The bdellium referred to by Dioscorides as "the bdellium imported from Petra" (De Materia Medica, 1:80) is probably the resin of Hyphaene thebaica, a species of palm. The Arabs call it "Jewish bdellium".

In China, bdellium, known as ānxī xiāng (安息香) or "Arsacid aromatic", was among the varieties of incense that reached China either along the Silk Route from Central Asia, or by sea. Later ānxī xiāng was applied to an East Indian substitute, gum benzoin from Sumatra.

Bdellium was an ingredient in the prescriptions of ancient physicians from Galen to Paul of Aegina, and in the Greater Kuphi.

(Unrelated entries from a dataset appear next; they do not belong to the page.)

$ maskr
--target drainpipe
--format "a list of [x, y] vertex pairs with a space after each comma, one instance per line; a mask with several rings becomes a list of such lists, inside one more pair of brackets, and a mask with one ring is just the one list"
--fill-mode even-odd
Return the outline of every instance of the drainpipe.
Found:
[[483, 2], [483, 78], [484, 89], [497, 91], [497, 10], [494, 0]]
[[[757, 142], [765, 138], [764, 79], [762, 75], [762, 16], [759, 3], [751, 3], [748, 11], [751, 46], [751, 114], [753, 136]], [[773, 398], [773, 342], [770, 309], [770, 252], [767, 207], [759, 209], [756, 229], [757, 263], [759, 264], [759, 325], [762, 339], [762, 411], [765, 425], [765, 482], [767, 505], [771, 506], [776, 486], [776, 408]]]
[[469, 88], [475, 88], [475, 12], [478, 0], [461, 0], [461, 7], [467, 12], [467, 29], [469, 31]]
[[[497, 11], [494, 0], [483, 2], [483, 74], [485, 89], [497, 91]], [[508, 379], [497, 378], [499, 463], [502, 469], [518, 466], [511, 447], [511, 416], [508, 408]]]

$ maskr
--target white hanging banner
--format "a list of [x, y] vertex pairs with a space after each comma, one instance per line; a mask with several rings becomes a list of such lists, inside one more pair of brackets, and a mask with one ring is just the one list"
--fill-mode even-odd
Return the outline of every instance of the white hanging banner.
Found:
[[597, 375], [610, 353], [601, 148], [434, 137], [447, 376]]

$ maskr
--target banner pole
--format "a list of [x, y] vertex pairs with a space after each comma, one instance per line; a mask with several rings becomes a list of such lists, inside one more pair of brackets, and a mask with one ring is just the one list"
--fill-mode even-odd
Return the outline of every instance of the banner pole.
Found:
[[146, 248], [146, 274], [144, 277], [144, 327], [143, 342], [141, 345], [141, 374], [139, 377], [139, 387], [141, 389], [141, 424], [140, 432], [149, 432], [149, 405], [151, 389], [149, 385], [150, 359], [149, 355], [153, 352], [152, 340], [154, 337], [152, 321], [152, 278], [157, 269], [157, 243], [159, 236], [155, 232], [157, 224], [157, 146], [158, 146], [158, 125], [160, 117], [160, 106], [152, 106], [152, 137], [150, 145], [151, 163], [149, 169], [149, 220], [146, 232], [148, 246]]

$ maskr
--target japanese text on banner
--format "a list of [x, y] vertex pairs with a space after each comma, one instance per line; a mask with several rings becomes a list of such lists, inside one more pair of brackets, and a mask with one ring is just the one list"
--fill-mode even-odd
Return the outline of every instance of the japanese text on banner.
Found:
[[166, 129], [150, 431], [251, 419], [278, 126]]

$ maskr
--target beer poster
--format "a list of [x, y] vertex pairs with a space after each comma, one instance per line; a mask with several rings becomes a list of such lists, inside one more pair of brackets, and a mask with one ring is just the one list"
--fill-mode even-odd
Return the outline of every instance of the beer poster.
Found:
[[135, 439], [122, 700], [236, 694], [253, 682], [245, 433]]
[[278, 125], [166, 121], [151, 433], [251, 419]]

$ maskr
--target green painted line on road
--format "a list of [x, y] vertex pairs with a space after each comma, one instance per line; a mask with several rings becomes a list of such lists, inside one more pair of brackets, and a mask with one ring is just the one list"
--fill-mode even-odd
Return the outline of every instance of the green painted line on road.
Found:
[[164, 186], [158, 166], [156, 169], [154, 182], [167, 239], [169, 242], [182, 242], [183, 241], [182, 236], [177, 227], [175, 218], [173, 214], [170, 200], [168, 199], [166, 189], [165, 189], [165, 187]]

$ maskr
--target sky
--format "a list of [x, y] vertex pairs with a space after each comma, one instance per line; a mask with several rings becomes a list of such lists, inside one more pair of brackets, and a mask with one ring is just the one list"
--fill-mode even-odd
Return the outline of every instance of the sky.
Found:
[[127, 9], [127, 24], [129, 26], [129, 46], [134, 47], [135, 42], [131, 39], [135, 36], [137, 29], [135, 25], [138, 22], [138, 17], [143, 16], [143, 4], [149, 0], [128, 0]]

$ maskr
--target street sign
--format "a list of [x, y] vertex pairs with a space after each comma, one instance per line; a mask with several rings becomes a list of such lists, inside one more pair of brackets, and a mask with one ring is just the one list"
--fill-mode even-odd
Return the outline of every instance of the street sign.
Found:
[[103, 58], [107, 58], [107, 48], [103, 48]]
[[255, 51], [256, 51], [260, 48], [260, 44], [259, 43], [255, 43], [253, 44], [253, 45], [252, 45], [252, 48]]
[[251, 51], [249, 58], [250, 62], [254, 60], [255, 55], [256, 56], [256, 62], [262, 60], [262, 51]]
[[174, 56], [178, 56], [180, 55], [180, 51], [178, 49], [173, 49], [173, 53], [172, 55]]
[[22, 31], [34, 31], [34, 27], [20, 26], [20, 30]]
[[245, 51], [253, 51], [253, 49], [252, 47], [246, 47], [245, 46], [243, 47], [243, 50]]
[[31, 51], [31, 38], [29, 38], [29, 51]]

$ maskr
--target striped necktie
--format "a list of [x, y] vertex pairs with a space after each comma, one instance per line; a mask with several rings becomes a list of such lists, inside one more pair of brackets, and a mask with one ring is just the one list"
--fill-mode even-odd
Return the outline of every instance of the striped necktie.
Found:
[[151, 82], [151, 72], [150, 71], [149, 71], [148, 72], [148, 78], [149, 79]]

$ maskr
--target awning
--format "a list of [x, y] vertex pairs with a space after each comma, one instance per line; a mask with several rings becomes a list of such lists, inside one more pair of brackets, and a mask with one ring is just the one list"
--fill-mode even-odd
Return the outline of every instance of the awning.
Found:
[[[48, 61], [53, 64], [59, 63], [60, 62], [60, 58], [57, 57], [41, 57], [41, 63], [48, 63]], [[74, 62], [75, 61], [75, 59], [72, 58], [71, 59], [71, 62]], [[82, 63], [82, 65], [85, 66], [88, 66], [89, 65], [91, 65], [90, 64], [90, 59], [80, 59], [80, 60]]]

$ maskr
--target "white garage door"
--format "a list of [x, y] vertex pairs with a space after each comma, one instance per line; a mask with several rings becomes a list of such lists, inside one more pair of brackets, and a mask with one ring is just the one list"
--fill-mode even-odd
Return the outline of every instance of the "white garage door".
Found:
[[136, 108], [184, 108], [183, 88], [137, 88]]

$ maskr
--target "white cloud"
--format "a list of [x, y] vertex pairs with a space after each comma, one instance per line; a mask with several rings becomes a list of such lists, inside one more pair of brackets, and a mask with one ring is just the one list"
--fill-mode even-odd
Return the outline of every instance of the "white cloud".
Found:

Isidore of Seville reports in his Etymologiae (XVII.viii.6) that bdellium comes from trees in India and Arabia, the Arabian variety being better as it is smooth, whitish and smells good; the Indian variety is a dirty black and very delicious.

===In the Bible===
"Bdellium" is the common English translation in the Bible for the Hebrew bedolach (בְּדֹלַח), which appears in Genesis 2:12 and Numbers 11:7. In Genesis, it is given as a product of Havilah, where it is listed along with other precious items gold and onyx. In Numbers, the reference to bdellium is in the context of the manna eaten by the Israelites in the wilderness, which is said to have "the color of bdellium". These are the only two uses in the Hebrew scripture, and there is no agreement about whether the term bedolach actually referred to the resin. The Septuagint translates the word with ἄνθραξ (anthrax) in Genesis and with κρύσταλλος (crystal) in Numbers, thus interpreting it as the name of a precious stone, and Rashi describes it as "a precious stone, crystal".